Ce qui s’est passé, c’est que c’est devenu une ficelle facile, utilisée pour les prix, pas pour l’impact. Mais je refuse de penser que les entreprises ne se soucient pas d’apporter leur pierre à l’édifice, parce que je pense que chaque entreprise devrait avoir une conscience et faire ce qu’elle peut pour contribuer à la bonne marche du monde - mais pas de manière cynique.
Cette année, Cannes a ajouté une catégorie « humour »…
C’est assez cocasse, mais c’est un reflet de ce qui se passe dans la société maintenant. Tout est tellement politiquement correct, l’humour, l’esprit ont été évincés de tout… Donc je pense qu’il s’agit d’une réaction-réflexe à cet état de fait. C’est dommage qu’ils aient dû créer ce prix, mais je vais probablement beaucoup apprécier le fait qu’ils l’aient fait ! (sourire)
Vous êtes le créatif le plus primé à Cannes. Quelle est votre recette miracle ?
Vous savez, j’ai abandonné mon titre créatif il y a deux ans et demi et je pense que j’ai toujours été fasciné par la création de choses qui ont un impact. Je n’ai jamais voulu avoir un style unique ou regarder dans le rétroviseur. Je n’ai jamais voulu être catalogué, être juste un pro de la télévision, un as de l’affichage… Tout support est excitant pour moi. Plus que tout, j’aime créer des choses qui ont un impact dans le monde. Et si vous le faites avec votre imagination, quel plus grand privilège, n’est-ce pas ?
Quel va être votre programme à Cannes, hormis les conférences ?
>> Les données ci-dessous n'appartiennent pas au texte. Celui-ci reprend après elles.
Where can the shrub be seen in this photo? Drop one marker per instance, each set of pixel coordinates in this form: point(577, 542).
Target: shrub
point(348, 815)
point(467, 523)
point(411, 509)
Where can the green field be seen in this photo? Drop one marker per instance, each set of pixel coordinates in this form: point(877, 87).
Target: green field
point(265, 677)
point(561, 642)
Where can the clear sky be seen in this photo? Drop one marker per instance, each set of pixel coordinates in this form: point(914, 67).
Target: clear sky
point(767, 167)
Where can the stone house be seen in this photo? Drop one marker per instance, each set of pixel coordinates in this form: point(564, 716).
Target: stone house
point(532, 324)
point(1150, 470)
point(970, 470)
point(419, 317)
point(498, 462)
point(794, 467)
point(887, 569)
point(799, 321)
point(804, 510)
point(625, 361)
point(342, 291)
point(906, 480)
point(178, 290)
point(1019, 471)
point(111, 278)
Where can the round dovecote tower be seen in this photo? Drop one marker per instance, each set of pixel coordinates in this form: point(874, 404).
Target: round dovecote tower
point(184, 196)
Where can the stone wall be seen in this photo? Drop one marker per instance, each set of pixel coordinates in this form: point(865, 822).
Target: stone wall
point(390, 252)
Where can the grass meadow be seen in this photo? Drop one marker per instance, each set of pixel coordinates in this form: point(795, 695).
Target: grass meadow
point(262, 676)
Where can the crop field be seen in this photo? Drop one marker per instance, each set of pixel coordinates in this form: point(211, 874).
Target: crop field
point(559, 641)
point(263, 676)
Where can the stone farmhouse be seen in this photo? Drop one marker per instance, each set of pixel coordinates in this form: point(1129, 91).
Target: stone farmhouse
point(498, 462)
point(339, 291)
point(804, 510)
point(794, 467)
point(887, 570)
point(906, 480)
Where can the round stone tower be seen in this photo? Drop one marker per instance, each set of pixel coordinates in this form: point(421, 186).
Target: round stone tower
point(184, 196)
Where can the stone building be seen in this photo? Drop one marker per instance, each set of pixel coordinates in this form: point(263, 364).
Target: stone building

Eh bien, c’est une bonne occasion de voir des membres de mon équipe mondiale et beaucoup de nos clients mondiaux. Mais égoïstement, je vais pouvoir voir des personnes avec qui j’ai travaillé tout au long de ma carrière, depuis que j’avais 18 ans et que je commençais dans la publicité. Je peux vraiment embrasser du regard toute ma carrière dans un seul bar, dans un seul restaurant, ce qui est assez drôle… Mais plus important encore, j’espère sortir de cet événement plus inspiré que jamais par la promesse de nos industries. Cannes est là pour me remplir d’énergie plutôt que pour décompresser ou pour réseauter, car je ne suis pas vraiment un homme de réseaux. Tant que la créativité reste au centre des Cannes Lions, j’aurai foi en ce Festival.
Dates et chiffres clés
2006. David Droga fonde Droga5 à New York.
2019. Droga5 est vendu à Accenture Interactive.
2021. David Droga est nommé PDG mondial d’Accenture Song.
2022. Accenture Interactive est rebaptisé Accenture Song.
18 milliards. En dollars, le chiffre d’affaires d’Accenture Song, en hausse de 14 % par rapport à l’année précédente et de 12,5 milliards de dollars depuis la nomination de David Droga.
60. Nombre d’acquisitions depuis la création d’Accenture Song, dont 15 acquisitions depuis que David Droga a pris le poste de PDG.
+ 740 000. Nombre d’employés d’Accenture dans le monde.